Review: The New Radicals by Glenn Moss: A Generational Memoir of 1970s South Africa
Reviewed by Martin Plaut
This book brought me up with a jolt; it was hard to read at times. Not because it is badly written, quite the reverse. It was difficult for me because it was walking into my past.
Let me explain. I was born and brought up in Cape Town at the height of apartheid, going to University in 1968. That first year was dominated by one event – a student protest against the failure of the University of Cape Town to confirm the appointment of Archie Mafeje in the Department of African Law. Mafeje was well qualified for the post, but he had one fatal flaw – he was black. And when the government heard of the appointment the Minister made it clear he would not tolerate a black lecturer at a white-only University.
The University caved in and we – the students – occupied the administration building to try to get the decision reversed. We held out for ten days, receiving telegrams of support from the LSE and the Sorbonne, which were in occupation themselves. It was a heady time. But unbeknown to us we also had backing a thousand miles North of Cape Town, in Pretoria. Glenn Moss and his history teacher staged a tiny, two-person protest in our support.
Glenn (whom I later got to know) came to be a leader of the South African radical student movement, of which I was a part. This book traces the history of this movement. It was, mainly, a white movement: a revolt against the life and work of our parent’s generation and their collaboration with apartheid.

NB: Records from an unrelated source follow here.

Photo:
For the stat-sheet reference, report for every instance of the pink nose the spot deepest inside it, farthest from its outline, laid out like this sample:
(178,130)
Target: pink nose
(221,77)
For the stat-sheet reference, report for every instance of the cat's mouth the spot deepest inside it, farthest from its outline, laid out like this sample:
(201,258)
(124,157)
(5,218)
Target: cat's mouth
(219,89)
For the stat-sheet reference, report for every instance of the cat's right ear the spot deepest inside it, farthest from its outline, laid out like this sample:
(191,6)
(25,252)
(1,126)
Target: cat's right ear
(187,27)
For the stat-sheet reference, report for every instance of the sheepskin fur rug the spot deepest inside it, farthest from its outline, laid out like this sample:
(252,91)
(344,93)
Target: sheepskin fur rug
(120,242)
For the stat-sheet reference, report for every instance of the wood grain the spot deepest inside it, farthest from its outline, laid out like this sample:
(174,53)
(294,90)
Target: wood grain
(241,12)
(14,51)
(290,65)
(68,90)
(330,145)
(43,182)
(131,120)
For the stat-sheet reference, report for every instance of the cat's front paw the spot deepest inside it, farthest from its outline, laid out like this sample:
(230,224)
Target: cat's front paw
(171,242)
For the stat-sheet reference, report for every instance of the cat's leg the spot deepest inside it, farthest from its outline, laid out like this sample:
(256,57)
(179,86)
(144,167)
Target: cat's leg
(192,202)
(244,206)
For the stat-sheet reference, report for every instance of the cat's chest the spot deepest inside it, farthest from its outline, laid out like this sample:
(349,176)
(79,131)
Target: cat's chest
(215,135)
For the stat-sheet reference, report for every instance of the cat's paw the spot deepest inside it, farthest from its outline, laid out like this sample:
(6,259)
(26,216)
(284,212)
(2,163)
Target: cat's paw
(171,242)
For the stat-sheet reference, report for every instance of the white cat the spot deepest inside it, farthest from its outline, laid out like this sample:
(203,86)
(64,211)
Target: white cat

It spanned the years 1968 to 1976, when the Soweto uprising put a whole new generation of radical black students into the frame. Glenn participated in protests against the police killings in Soweto, just as I did. For these short eight years we were at the heart of the resistance to apartheid, but Soweto was a game changer and soon others were taking our places.
These eight years were a period during which the ANC and its allies in the Communist Party were dormant inside the country, if not actually moribund. Glenn quotes the ANC as admitting in 1970 that its South African operations were “almost dead”. In 1976 Oliver Tambo accepted that its organisation was “too weak to take advantage” of the Soweto uprising, with “no military presence to speak of.”
It was the student movement – at first only white but then, after the emergence of Steve Biko, black as well – that kept the banner of opposition flying. The ANC was ambivalent about the emergence of any resistance that it did not control. Mac Maharaj (now spokesman for President Jacob Zuma) is said to have denounced Biko as an agent of the CIA.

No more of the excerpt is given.